- While the younger generation doesn't use checks frequently, check use is still strong
- Fraudsters are robbing mailboxes - both private and US Postal Service "blue boxes"
- Check fraud can be accomplished with inexpensive tools, making it popular
Jeffrey Weiner, Chairman and CEO at Marcum LLP, posted on LinkedIn about the growing "popularity" of check fraud -- noting that cybersecurity threats can and do start with a physical crime like stolen mail.
The problem has become so much of a headache that the American Bankers Association has been teaming up with the U.S. Postal Service and law enforcement to nip it in the bud.

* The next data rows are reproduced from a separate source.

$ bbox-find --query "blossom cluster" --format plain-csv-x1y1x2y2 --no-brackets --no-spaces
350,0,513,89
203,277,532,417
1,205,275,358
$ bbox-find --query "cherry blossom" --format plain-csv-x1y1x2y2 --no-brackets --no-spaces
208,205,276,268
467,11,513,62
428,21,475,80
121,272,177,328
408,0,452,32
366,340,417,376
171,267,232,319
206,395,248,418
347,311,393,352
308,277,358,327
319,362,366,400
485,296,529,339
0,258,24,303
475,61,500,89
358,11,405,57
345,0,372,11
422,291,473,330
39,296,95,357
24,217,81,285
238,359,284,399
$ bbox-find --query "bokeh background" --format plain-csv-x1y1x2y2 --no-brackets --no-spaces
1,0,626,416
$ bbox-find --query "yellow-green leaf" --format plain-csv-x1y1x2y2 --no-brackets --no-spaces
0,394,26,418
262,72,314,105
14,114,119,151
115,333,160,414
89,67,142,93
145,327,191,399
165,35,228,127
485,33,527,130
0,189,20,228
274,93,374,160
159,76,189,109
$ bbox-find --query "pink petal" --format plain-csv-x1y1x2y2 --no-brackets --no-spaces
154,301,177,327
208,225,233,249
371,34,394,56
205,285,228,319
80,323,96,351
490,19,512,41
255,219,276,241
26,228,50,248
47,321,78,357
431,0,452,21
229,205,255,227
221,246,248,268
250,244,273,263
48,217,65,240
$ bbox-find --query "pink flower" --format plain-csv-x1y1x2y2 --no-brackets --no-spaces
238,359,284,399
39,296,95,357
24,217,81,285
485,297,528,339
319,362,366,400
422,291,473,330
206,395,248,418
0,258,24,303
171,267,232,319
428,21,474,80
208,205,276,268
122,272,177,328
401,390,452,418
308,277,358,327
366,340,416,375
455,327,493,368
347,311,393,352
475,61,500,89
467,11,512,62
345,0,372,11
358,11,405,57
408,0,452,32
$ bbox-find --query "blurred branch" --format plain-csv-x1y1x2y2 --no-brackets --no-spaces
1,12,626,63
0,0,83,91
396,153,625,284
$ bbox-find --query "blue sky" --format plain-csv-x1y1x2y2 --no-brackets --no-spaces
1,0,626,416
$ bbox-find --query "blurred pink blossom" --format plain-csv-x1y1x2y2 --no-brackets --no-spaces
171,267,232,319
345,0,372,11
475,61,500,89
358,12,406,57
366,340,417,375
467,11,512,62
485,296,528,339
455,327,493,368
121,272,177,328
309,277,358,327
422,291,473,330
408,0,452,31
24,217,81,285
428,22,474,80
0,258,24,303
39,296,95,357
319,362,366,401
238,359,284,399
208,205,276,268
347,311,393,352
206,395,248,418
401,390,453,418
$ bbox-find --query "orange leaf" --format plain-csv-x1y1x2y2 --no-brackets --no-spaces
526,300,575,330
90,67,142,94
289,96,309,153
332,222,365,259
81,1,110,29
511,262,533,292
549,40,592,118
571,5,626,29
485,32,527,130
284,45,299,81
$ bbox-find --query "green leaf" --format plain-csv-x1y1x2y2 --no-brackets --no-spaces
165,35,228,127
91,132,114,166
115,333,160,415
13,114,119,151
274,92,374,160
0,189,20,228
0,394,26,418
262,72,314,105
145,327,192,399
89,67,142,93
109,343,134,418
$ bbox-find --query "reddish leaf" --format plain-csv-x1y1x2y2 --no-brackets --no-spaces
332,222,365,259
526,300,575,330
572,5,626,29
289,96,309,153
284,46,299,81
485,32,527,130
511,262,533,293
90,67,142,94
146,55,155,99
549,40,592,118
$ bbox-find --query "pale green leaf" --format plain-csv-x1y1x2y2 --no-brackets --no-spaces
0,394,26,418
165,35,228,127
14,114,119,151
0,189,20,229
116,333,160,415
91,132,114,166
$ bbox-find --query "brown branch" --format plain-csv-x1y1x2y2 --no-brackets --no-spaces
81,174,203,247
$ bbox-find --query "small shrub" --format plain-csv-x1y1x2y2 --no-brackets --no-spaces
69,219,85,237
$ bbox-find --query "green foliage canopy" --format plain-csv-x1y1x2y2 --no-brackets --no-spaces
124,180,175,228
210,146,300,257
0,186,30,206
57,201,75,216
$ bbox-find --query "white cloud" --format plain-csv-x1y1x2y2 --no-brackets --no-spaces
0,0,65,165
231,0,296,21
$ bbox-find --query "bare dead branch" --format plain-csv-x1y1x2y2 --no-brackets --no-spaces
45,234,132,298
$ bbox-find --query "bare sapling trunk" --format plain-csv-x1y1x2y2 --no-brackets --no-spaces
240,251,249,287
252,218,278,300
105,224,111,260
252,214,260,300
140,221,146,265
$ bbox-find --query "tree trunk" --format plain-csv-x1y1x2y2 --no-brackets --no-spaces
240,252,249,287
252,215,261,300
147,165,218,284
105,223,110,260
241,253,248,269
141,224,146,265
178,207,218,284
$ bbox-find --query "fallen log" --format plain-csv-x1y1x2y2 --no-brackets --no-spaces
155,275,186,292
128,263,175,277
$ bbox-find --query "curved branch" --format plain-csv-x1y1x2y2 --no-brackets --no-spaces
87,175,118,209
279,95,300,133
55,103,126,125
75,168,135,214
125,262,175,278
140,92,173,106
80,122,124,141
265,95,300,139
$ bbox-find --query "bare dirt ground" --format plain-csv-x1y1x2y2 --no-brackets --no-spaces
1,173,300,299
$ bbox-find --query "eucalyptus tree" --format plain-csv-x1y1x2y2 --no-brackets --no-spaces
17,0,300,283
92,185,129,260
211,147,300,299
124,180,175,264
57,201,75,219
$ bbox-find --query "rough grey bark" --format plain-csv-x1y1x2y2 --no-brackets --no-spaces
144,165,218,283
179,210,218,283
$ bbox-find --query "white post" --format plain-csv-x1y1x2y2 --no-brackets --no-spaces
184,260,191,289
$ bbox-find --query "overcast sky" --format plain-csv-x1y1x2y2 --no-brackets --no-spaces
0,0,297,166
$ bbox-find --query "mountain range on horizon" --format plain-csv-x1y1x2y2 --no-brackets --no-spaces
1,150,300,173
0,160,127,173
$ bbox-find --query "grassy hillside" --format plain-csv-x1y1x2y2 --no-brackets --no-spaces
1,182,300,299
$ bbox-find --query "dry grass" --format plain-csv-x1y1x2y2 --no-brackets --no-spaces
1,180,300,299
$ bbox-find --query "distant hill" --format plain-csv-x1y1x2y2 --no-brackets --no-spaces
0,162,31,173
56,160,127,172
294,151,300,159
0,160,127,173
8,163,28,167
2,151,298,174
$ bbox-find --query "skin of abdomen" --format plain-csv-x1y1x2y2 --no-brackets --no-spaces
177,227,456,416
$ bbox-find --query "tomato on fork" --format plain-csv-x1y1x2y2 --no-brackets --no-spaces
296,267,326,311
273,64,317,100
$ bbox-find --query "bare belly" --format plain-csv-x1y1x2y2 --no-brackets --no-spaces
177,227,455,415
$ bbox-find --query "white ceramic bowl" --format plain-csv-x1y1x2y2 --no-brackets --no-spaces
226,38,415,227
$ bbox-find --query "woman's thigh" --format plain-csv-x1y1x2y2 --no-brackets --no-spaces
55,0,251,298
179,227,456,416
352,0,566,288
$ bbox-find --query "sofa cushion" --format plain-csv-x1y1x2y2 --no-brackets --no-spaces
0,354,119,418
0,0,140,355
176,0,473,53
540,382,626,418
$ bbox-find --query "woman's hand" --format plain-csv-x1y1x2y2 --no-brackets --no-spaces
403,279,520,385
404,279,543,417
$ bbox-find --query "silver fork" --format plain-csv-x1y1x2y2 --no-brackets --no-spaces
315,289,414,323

Incidents more than tripled from 2018 to 2022, with fraudsters continually branching out to new schemes, like stealing envelopes containing paper checks out of mailboxes and creating fraudulent checks using Photoshop. Even worse, some of the crooks are employees at the U.S. Postal Service. Regardless, once they get ahold of someone’s account information, it’s easy for them to take over the entire account and create a world of pain for whoever is trying to undo the damage. I know this firsthand. It happens to us at Marcum multiple times a year. Whether it’s my personal account or one of the many business entities I sign checks for, we have attempts to pass fraudulent checks with our account numbers more times a year than I care to admit.
Mr. Weiner goes on to note that his very own personal account, as well as many business entities that he signs checks for, have been the target of fake checks with his account numbers. However, "Fraud is a big, global industry, and fraudsters never run out of ideas for making money. But fortunately, it looks like there’s one opponent they haven’t banked on: AI."
Stolen Checks from the Mail
Even as the younger generation does not use checks regularly (or, indeed, at all), The Federal Reserve Bank of Boston reports that fraudsters are drawn to check fraud by the relative simplicity of the crime:
Last year, banks issued about 680,000 reports of check fraud, nearly double what they reported in 2021. And one expert predicted total check fraud will hit $24 billion in losses this year, roughly twice what it was just five years ago.
How has check fraud come back into vogue at a time when paying by check is less popular? The answer is opportunity. It’s a low-tech and relatively easy crime to pull off, and there is still a sizable pool of potential victims.
Indeed, "the ever-dwindling pool of checks" in circulation was obviously still well into the billions in 2022, and the chain of mail custody has proven a soft target for exploitation.
- Criminals steal the master keys that open residential mailbox clusters
- They pull checks out of collection boxes using homemade tools, including strings tied to bottles drenched in glue
- They also case neighborhoods and steal the mail intended for pickup
Low-Tech Crime vs. High-Tech Detection
Many times, check fraud is a low-tech crime (although we see more and more fraudsters utilize software to alter check images or create digital counterfeits). Fraudster simply need to purchase chemicals from the local drug store to "wash" the payee name off a check and deposit it either via mRDC or ATM.
However, whether the fraudster using a low-tech method or leverage software to perform the fraud, financial institutions need to step-up their tech to detect these fraudulent checks. For many years, financial institutions invested most of their fraud dollars on shoring up cybersecurity. This meant that checks were largely ignored -- enabling fraudsters to exploit this payment channel.
Financial institutions are now deploying a multitude of technologies, including: behavioral analytics, to monitor transactions of an account; image forensic AI to analyze the images of checks for counterfeits, forgeries, and alterations; consortium data to validate and verify check and account information, and; other technologies like dark web monitoring. The key to stopping fraudsters is deployment of these high-tech solutions to ensure that fraudulent checks are detected before any losses are taken.